If this warning is not triggering for you, I suggest filing a bug to have the ebuild adjusted.

----------

## jesnow

Because it is very security related I would have thought a more prominent warning would be warranted. How am I going to see it in a big list of emerge messages? Secondly, I din't use TCP wrappers, I used denyhosts. I, like a lot of even savvy users, only have the vaguest idea what tcp-wrappers is, just that it's a dependency of some really core functionality. 

I haven't had any luck with itables, it is very complex software, and all the successor solutions like fail2ban etc are based on it. There is essentially no way of solving this problem without gong to a fully fledged firewall setup. Maybe that's good, one should not run telnetd or ftpd any more either. 

This is the achilles heel of FOSS, old solutions silently fail with no replacement. Or the replacement is poorly documented, because hey linux isn't for noobs. OK. 

Why couldn't somebody just fix TCP wrappers? That's not a gentoo problem, it seems like an everybody problem. There's also a world of out of date documentation out there telling you how to set up hosts.* to secure your system. And even googling hosts.deny doesn't get you a page that says: 

WARNING PEOPLE: hosts.deny NO LONGER WORKS !!! DENYHOSTS RUNS BUT CAN'T DENY ANYTHING!!!

I guess it does now. 

Cheers, 

Jon

[edit:] Thanks for your input by the way, it's very helpful.

----------

## ct85711

First off, tcp-wrappers is the hosts.deny/allow; so if you used hosts.deny you were using tcp-wrappers...

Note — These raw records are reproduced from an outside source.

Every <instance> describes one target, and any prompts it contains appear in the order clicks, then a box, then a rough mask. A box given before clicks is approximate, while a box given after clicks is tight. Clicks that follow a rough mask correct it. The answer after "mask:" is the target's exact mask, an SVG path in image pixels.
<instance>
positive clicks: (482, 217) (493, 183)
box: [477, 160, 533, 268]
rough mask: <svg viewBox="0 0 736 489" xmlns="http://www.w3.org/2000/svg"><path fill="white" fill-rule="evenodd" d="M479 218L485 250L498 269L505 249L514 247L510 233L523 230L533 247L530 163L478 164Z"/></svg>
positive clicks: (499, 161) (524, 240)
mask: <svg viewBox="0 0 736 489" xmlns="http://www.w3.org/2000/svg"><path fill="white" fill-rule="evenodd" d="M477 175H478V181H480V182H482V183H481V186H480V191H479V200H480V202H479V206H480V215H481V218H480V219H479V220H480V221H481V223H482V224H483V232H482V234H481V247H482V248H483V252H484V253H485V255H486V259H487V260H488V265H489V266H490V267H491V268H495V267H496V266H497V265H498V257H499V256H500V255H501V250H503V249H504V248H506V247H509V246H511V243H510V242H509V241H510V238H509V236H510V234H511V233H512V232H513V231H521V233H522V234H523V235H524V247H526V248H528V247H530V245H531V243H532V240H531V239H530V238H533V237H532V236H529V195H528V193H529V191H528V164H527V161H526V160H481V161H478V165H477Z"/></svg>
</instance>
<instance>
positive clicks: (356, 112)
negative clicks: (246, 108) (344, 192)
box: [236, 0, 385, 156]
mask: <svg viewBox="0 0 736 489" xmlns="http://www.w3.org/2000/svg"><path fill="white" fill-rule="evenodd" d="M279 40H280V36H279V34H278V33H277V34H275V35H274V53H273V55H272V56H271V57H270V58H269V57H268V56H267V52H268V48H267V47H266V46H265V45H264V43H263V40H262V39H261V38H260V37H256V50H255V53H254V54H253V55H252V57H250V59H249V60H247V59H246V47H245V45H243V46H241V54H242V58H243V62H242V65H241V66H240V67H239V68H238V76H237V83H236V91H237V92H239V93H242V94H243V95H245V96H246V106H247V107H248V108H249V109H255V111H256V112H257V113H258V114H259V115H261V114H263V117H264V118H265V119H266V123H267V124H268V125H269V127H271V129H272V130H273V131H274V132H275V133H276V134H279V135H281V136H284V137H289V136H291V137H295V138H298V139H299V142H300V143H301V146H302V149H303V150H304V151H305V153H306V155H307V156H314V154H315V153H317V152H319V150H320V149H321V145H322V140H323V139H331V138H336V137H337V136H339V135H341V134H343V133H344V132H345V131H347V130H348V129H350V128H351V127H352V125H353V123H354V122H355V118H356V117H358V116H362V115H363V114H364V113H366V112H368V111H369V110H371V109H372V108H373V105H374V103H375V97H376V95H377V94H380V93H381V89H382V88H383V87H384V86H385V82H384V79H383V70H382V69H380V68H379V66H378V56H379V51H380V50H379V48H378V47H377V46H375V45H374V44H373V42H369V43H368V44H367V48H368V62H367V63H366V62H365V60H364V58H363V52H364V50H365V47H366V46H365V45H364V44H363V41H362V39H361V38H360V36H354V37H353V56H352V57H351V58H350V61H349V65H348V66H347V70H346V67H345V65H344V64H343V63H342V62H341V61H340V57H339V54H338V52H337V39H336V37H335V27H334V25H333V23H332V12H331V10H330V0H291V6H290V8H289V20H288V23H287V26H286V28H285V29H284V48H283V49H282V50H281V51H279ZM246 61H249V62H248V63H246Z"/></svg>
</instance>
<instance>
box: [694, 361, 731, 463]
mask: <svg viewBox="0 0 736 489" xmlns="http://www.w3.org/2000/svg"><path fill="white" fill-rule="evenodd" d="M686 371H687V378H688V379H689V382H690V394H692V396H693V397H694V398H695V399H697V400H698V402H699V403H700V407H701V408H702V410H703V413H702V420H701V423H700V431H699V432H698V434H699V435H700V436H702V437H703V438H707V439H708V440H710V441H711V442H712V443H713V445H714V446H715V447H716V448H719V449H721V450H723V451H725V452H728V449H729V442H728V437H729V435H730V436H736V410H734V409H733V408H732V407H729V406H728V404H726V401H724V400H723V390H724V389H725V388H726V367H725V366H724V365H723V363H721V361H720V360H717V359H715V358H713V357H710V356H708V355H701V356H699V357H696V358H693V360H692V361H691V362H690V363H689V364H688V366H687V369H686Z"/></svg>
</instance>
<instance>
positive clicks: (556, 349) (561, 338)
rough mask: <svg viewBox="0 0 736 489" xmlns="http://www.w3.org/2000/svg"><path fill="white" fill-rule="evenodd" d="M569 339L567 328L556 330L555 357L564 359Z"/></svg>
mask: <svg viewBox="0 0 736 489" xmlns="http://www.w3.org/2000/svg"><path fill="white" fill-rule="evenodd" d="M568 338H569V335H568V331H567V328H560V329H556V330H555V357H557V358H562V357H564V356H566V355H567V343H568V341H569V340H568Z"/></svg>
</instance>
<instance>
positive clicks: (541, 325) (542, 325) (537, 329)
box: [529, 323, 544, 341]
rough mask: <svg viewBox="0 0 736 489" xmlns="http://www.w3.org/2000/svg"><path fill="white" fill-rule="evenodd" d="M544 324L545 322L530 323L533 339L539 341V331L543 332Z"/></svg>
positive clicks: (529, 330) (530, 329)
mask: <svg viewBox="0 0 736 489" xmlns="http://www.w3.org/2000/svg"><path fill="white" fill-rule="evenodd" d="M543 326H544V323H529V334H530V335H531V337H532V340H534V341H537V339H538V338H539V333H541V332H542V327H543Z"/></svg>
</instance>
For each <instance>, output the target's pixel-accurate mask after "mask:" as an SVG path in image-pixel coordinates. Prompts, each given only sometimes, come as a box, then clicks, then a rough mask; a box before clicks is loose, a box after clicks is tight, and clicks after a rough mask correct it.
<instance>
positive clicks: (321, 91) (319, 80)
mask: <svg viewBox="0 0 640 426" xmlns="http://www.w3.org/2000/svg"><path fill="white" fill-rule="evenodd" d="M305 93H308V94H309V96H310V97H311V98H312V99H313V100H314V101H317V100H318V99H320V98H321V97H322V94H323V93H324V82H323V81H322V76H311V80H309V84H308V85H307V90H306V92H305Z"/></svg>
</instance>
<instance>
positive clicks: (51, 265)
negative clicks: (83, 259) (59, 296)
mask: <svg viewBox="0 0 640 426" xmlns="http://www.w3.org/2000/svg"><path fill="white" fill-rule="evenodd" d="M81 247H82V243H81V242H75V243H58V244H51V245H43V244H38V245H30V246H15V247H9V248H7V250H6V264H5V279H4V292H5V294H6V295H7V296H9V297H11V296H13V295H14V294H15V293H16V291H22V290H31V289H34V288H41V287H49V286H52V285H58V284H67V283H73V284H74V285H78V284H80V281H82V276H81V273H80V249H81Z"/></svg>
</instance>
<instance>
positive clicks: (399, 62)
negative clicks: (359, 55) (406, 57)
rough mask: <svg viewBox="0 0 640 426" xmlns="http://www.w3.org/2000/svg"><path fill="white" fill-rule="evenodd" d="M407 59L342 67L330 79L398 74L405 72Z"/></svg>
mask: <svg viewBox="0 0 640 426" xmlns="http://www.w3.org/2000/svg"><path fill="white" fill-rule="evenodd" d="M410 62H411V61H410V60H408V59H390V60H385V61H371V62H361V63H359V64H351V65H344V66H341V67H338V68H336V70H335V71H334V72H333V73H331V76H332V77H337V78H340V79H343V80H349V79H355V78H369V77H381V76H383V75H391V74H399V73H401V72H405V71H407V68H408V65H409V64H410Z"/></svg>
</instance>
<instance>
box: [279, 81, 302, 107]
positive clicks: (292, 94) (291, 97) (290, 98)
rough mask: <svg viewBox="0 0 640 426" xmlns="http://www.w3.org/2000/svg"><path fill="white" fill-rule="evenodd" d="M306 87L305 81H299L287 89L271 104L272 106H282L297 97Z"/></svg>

As far as stuff stopped working with tcp-wrappers, that decision was done by upstream developers, not Gentoo's devs.  I know for openssh, there were quite a few posts/articles about this and openssh devs said they won't support them.  Their reasoning is that they already have something internal doing the same thing so to save a few lines of code they stopped supporting tcp-wrappers...  There is quite a few people upset about this, but there is nothing we can do.  Simply put upstream has done a straight out their way or highway, and you don't have a choice of anything else.

----------

## Hu

With the right configuration, Portage would mail (or save to a special file) ewarn class messages.  Assuming (possibly unjustifiably) that Gentoo developers do not use ewarn for noise messages, these messages are always worth reading.  I agree that a more aggressive failure would have been nice.  I recall one recent openssh ebuild where a particular unsupported configuration would refuse to build.

Basic iptables is not that hard.  If you describe your problems with it, we may be able to help you.

Nobody restored the sshd/TCP wrappers integration because nobody with the skill to do so felt it was worth his/her time to do it.  I never used TCP wrappers for sshd because it seemed like a bad design to allow connections from hosts you know you don't want to service.

DenyHosts works fine for programs that still support TCP wrappers.  OpenSSH is not one of those programs.

----------

## jesnow

 *ct85711 wrote:*   

> First off, tcp-wrappers is the hosts.deny/allow; so if you used hosts.deny you were using tcp-wrappers...
> 
> 

 

Yes I was, but I didn't know it. 

 *Quote:*   

> 
> 
> As far as stuff stopped working with tcp-wrappers, that decision was done by upstream developers, not Gentoo's devs.  I know for openssh, there were quite a few posts/articles about this and openssh devs said they won't support them.  Their reasoning is that they already have something internal doing the same thing so to save a few lines of code they stopped supporting tcp-wrappers...  There is quite a few people upset about this, but there is nothing we can do.  Simply put upstream has done a straight out their way or highway, and you don't have a choice of anything else.

 

Yes, I understand that is indeed upstream's problem. I was exactly frustrated because openssh has no such functionality, and there is a russian server hammering me with a few thousand login requests a day, with no way to block it until I finally got iptables going. When you have a lot of kernel flags to set correctly and a lot lot more that you have to search through to find them it gets confusing. tcp-wrapper was very good about "just working" all these years.

I filed a bug asking for denyhosts to be dropped from portage because it no longer does anything in the gentoo context.

Could tcp-wrapper functionality be replaced entirely by a script that sets iptables rules? I have googled this a zillion ways and can't seem to find anything relevant. Or could denyhosts be modified to issue an iptables drop instead of writing to hosts.deny?

It seems like though, fail2ban is much more powerful and works with iptables out of the box, and there are other solutions as well. 

Thanks, 

Jon.

----------

## Hu

As I understand it, fail2ban is meant to be that script that uses iptables to enforce the denials.  According to its features page, it can use Netfilter or TCP wrappers (among other choices).  Not that the TCP wrappers support will do you much good in this case.

----------

## jesnow

Thats' right. IPtables took quite a bit of work to get going. Fail2ban is also a deep dive, very powerful. I'm just goign to ban attackers by hand when I notice them. It's not worth the work. Now I'm having trouble getting nomachine to play with iptables, but I'll have to start another thread for that. 

thanks, 

Jon.

----------